The other problem is that no one really knows what Morocco’s ‘autonomy’ means for Western Sahara because Morocco has yet to produce any details for a specific proposal. Forget the nitty-gritty; we don’t even know the broad generalities. Who will defend the territory, what happens to the settlers, and who can dissolve the government? Does autonomy mean, in reality, just special regional status, or does it mean that Western Sahara will enjoy the same freedoms Catalonia now has from Madrid? Despite these vexing, superficial and preliminary questions, which have yet even been discussed in open, autonomy presses on.
From Rabat to Madrid to Paris to Washington, everyone seems to think autonomy's the natural solution. It’s a compromise! Morocco gets a little and Polisario gets a little. Morocco’s ‘sovereign rights’ are respected, as are Polisario’s national rights. The tricky part is working out the details. Oh, and that pesky right of self-determination that has kept Western Sahara on the United Nations agenda since 1964.
But is autonomy the only compromise? There’s division, of course, but who wants an even smaller, less stable and less secure -- and thus less independent -- Western Sahara? And does Morocco get Al-Ayoun, what many Sahrawis consider their capital? And Smara, their spiritual capital? No, division is not a good option.

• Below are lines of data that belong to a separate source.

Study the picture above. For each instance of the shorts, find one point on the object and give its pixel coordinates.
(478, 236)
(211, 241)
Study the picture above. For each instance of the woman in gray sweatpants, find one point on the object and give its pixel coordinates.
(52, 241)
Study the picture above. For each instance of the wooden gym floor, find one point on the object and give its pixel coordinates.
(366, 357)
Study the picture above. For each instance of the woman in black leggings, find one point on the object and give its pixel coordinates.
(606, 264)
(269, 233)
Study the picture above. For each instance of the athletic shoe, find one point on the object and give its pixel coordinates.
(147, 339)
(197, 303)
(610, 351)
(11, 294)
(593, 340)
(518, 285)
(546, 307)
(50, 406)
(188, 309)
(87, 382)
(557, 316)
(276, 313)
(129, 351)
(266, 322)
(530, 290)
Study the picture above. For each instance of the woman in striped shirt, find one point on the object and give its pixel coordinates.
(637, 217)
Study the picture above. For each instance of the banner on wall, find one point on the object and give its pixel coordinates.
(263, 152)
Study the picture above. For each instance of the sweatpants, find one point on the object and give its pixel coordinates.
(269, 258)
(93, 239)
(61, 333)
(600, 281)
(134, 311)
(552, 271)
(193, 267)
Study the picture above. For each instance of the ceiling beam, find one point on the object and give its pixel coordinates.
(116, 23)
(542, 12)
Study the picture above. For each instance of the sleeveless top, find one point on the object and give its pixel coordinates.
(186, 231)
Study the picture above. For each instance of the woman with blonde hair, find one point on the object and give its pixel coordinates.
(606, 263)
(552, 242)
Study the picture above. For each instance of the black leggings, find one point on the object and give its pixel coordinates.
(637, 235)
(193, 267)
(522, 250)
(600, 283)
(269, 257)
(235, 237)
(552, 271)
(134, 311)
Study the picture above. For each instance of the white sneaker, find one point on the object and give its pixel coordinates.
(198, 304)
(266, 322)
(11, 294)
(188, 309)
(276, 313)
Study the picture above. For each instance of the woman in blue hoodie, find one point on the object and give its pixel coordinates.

So what’s left? Federalism, but which requires a massive overhaul of the Moroccan constitution? So then Moroccan voters would have a veto over the Western Sahara peace process. And even the loosest federalism still makes Western Sahara just another region of Morocco. That's not very attractive to Polisario.
There is another option, one that has been largely ignored. That is confederation: Western Sahara would become largely independent, with its own government and military. In exchange for this freedom, Western Sahara would exist as a part of Morocco’s internationally recognized ‘historical territory’, the Moroccan flag will fly alongside the flag of Western Sahara, and the King of Morocco will approve the Prime Minister of Western Sahara in much the same ceremonial fashion as in the United Kingdom. Morocco gets a little, and Polisario gets a little. Morocco agrees to never invade or interfere with the government of Western Sahara and Polisairo agrees never to secede and to always recognize their deep historical relations. This agreement can be established through a treaty between Polisario and Morocco; no messy constitutional overhaul necessary. We all live happily ever after -- once this is approved through self-determination.
Indeed, the late, great King Hassan II of Morocco once said something to the effect of, leave the stamp and the flag Moroccan, and everything else is negotiable. But the problem is that Mohammed VI isn’t his father … yet.